Teacher to plead guilty
A former Los Angeles teacher charged with blindfolding students and spoon-feeding them cookies laced with his semen has agreed to plead no contest to all charges, an attorney for some of the victims said on Thursday. Mark Berndt planned to enter the legal equivalent of guilty pleas to 23 charges at a hearing yesterday, said John Manly, an attorney who represents 30 students and their parents. Berndt taught at the South Los Angeles school for more than 30 years.

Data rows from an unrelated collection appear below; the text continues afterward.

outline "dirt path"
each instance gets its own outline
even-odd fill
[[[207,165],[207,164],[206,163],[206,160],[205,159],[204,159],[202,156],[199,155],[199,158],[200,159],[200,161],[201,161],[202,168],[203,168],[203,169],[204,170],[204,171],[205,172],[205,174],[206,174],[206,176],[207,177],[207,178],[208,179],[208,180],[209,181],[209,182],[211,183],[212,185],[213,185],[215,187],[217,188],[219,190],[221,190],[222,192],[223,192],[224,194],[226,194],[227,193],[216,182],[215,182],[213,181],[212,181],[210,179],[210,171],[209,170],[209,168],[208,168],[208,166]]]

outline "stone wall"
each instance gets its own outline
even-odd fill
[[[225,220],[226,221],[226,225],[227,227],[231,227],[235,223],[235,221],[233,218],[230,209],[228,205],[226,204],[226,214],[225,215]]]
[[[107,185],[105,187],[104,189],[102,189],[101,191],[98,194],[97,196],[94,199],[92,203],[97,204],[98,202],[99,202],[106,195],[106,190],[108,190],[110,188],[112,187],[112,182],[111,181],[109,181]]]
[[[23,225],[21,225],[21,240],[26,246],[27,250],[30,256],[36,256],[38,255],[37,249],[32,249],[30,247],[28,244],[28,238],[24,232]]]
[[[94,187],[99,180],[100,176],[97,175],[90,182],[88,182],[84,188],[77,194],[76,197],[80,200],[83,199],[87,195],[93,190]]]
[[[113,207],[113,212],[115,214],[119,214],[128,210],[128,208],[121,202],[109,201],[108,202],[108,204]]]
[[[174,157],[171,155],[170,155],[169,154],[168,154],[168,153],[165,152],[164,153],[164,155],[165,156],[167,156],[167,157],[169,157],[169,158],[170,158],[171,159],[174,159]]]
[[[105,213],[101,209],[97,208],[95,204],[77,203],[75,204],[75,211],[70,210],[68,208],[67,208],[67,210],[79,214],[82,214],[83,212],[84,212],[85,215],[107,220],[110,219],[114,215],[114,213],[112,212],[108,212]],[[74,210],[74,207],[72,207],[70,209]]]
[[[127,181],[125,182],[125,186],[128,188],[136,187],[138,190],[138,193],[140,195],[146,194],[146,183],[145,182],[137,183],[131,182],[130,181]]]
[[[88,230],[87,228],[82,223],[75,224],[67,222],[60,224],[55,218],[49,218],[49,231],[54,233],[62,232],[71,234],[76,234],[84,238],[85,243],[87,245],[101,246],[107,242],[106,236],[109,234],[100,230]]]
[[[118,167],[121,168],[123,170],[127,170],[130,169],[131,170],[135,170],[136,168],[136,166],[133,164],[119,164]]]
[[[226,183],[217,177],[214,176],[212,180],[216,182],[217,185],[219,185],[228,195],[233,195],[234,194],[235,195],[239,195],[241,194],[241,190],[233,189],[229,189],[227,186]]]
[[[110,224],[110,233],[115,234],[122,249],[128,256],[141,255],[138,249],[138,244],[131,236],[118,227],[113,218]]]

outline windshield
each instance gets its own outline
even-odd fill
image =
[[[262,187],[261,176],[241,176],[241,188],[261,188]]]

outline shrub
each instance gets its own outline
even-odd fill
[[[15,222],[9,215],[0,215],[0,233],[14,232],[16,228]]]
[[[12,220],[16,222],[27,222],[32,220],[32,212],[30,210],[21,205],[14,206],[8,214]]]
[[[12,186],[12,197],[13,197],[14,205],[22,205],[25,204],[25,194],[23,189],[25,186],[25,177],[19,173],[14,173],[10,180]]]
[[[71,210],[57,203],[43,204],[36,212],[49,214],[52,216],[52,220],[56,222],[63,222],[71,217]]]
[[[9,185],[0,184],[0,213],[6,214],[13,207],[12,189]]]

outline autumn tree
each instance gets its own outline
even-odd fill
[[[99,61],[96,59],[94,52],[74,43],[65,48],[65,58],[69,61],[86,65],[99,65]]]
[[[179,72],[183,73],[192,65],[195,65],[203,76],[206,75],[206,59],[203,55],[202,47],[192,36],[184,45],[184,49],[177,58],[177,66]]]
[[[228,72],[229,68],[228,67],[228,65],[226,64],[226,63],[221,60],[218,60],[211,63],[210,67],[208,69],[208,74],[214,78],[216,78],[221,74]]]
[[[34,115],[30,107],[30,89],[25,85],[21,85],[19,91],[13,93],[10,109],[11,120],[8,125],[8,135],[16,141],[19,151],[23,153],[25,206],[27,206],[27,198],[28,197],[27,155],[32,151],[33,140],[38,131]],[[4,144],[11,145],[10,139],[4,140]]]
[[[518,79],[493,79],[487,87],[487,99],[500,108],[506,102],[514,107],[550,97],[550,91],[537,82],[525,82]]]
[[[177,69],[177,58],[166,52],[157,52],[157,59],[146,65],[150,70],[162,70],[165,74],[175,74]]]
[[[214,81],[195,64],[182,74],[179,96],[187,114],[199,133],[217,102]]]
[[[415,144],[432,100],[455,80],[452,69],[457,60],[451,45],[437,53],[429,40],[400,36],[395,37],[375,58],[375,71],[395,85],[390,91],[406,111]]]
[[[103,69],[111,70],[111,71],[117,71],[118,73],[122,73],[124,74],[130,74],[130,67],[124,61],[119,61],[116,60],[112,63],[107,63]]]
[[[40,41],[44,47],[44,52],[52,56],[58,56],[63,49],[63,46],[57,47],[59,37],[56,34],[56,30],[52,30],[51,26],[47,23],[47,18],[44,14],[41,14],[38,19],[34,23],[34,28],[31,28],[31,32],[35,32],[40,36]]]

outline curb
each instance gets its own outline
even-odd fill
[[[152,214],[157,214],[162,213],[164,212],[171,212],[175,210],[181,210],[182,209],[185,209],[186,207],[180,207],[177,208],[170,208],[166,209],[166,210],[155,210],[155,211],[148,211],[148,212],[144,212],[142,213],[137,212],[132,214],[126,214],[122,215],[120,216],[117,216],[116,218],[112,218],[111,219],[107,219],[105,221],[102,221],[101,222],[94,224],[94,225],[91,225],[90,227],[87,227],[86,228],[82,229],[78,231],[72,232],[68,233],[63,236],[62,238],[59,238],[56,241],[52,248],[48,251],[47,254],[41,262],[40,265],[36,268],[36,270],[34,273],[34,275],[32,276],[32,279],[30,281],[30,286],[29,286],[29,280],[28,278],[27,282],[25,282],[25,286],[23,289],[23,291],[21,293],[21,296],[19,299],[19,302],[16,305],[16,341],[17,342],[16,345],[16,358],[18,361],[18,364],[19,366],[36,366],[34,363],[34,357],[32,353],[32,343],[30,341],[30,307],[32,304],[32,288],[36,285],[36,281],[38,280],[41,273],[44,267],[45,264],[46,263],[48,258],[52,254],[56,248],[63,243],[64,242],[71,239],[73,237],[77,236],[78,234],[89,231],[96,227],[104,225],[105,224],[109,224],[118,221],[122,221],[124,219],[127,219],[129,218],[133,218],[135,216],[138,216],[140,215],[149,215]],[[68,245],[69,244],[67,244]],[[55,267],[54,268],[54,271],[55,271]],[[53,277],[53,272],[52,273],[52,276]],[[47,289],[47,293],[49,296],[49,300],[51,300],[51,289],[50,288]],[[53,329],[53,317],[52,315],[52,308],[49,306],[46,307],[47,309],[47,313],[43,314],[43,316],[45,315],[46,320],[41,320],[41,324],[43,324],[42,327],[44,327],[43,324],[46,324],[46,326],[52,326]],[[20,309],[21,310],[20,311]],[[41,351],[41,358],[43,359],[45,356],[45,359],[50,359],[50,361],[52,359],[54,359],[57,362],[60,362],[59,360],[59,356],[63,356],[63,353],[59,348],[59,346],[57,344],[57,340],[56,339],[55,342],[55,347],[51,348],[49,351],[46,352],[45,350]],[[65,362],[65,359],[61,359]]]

The allegations against him came to light when a drugstore photo technician noticed dozens of odd photos of blindfolded third-graders and reported them to authorities. Investigators said they discovered a plastic spoon in Berndt’s classroom trash bin. Tests found traces of semen on it. Dozens of lawsuits and claims were filed on behalf of victims. School district spokesman Sean Rossall said 63 cases have been settled for a total of US$29.5 million, and 71 are pending.